Cybersecurity is a serious issue for any online business, but for online gaming companies it's doubly so.
Beyond issues of data protection, which are similar for any company that handles customer data, Internet gaming companies can be damaged by cyber attacks in a broader variety of ways than other companies.
Online retailers for example may suffer financially when they get hacked or hit with a denial of service attack, but damage to physical assets is likely to be insulated from online threats.
For operators of online games, however, hackers threaten not only revenue and user trust, but user experience and the intellectual property -- game source code -- upon which the business is built.
The ongoing exploitation of game bugs for fraud and cheating can be compared to altering Amazon.com so that links don't work, pages don't load, and recommendations don't fit users -- the result is a poor user experience that can drive customers away and limit both immediate and future revenue.
It can also raise support costs as frustrated players call to recover stolen game items or to deal with in-game problems.

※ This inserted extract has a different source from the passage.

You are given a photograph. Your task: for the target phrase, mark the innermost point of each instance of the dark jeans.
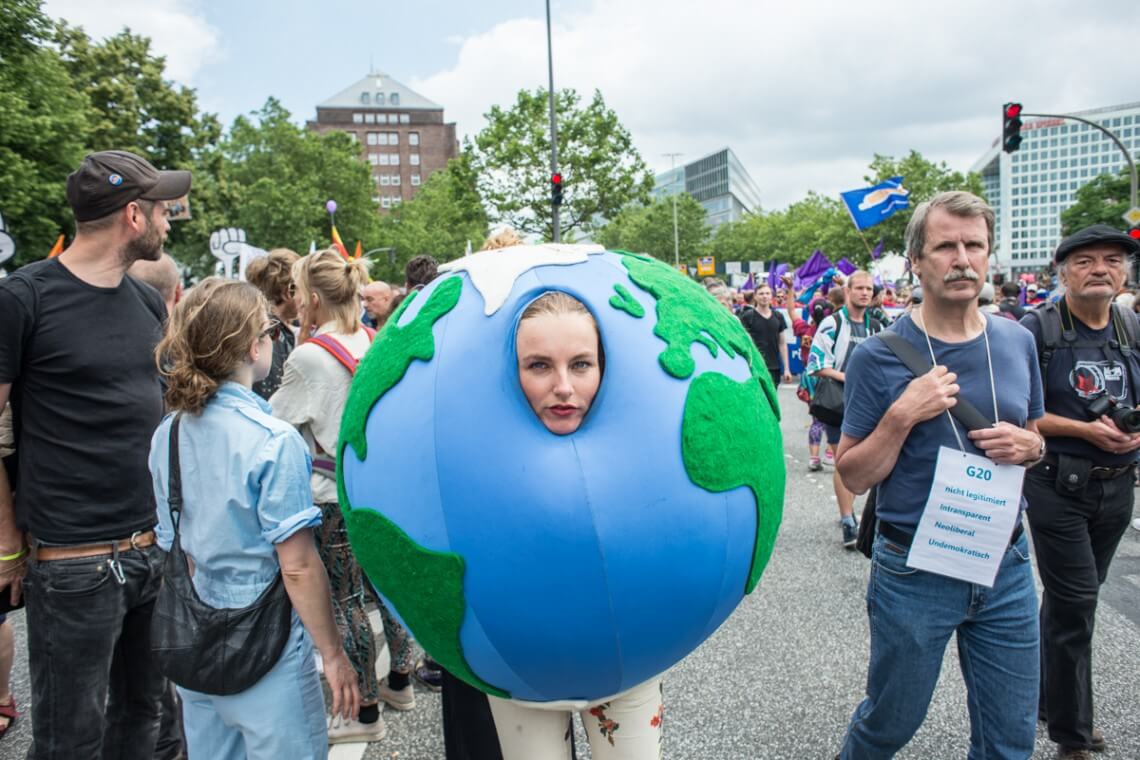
(1075, 537)
(95, 692)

At the Game Developers Conference on Wednesday afternoon, Patrick Wyatt, COO of En Masse Entertainment, recounted his extensive experience with hackers, cheaters, griefers, and cybercriminals in an effort to help game developers understand that game security can't be an afterthought. Having worked on Warcraft, Diablo, Starcraft, Guild Wars, and Aion, he has seen his share of hacking.

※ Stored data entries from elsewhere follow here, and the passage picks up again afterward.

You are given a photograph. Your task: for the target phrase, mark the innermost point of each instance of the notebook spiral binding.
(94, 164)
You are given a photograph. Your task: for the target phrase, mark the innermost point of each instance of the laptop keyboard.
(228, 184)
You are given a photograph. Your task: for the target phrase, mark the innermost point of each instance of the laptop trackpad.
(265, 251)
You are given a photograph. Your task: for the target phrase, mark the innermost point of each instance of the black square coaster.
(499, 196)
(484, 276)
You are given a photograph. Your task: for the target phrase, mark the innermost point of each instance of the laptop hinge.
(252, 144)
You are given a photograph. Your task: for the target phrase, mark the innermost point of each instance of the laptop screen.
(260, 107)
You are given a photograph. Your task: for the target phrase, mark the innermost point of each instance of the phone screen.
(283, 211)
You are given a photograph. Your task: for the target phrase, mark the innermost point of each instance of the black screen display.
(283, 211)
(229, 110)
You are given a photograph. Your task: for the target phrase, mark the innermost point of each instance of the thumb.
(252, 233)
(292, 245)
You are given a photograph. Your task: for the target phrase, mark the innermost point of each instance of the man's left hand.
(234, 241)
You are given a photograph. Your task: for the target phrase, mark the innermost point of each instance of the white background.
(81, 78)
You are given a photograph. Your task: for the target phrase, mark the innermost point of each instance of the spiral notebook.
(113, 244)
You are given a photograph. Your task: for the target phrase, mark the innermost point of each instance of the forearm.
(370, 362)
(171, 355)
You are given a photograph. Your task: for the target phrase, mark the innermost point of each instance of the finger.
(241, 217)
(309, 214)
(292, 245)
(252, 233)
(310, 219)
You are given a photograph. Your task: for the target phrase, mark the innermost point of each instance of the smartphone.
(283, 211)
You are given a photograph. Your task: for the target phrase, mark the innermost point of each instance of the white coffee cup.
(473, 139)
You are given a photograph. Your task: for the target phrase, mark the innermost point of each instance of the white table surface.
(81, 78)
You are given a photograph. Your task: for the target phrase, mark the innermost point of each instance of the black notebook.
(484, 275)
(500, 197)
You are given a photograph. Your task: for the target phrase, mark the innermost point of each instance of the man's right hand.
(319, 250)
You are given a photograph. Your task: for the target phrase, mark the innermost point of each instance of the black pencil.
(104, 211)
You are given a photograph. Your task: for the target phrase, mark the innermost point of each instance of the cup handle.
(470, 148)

"Hacking games is as easy to do now as it was 20 years ago," Wyatt lamented, pointing to the recently released blockbuster Modern Warfare 2, which is vulnerable to a character speed hack.
And the incentive to hack games has risen as virtual goods have been embraced by the masses: Online games are like banks, but without regulations and expensive security measures. Gold farming and gold frauding -- undesirable and illegal methods respectively of amassing huge amounts of in-game currency for black market resale -- cause losses to the gaming industry of somewhere between $1 billion and $15 billion, Wyatt estimated, though he conceded that no one really has accurate figures.
The potential ramifications for gaming companies are significant: degradation of the play environment, fraud prevention technology integration costs, customer support costs, billing transaction costs, billing charge-back fees (from stolen credit cards used to open accounts), fines from credit card brands, enforcement false positives (turning away legitimate customers), and problems selling digital goods.
Among the possible defenses, Wyatt suggests device fingerprinting, proxy detection, phishing site detection and takedown, transaction reviews, telephone verification, shipping address verification, two-channel authentication, and use of game analytics to watch for unusual behavior.
He stressed using two-channel authentication -- using a PC and mobile phone for example -- rather than two-factor authentication -- a hardware device for a code entered through a PC -- because gaming trojans on PCs can intercept two-factor authentication codes. Using two channels means that even if the PC is compromised, a hacker would still have to have malware on the user's phone to intercept the mobile communication.
Wyatt also advised having source code on a separate network, having strong authentication for developers and operations personnel, and investing in physical site security.
Wyatt is not a big fan of DRM solutions, like nProtect GameGuard and Blizzard's Warden, which he said are essentially rootkits. "Nobody likes being spied on," he said.
In addition to considering security measures, game companies should also think about ways to improve business operations that may affect security, Wyatt suggested. Legalizing and overseeing in-game currency trading to reduce fraud, as Eve has done with its PLEX system, was one example he cited.
Another example is being nice to employees and paying them fairly. "I've heard a number of horror stories about working in the game industry...when people figure out they're not being treated well, they may take it out on you...give them profit sharing," he said.
Companies should expect to be hacked, he said, and security through obscurity is not security. The only answer, he stressed, is defense in depth, giving the security team insight into all areas of the business, and striving to continually watch for problems.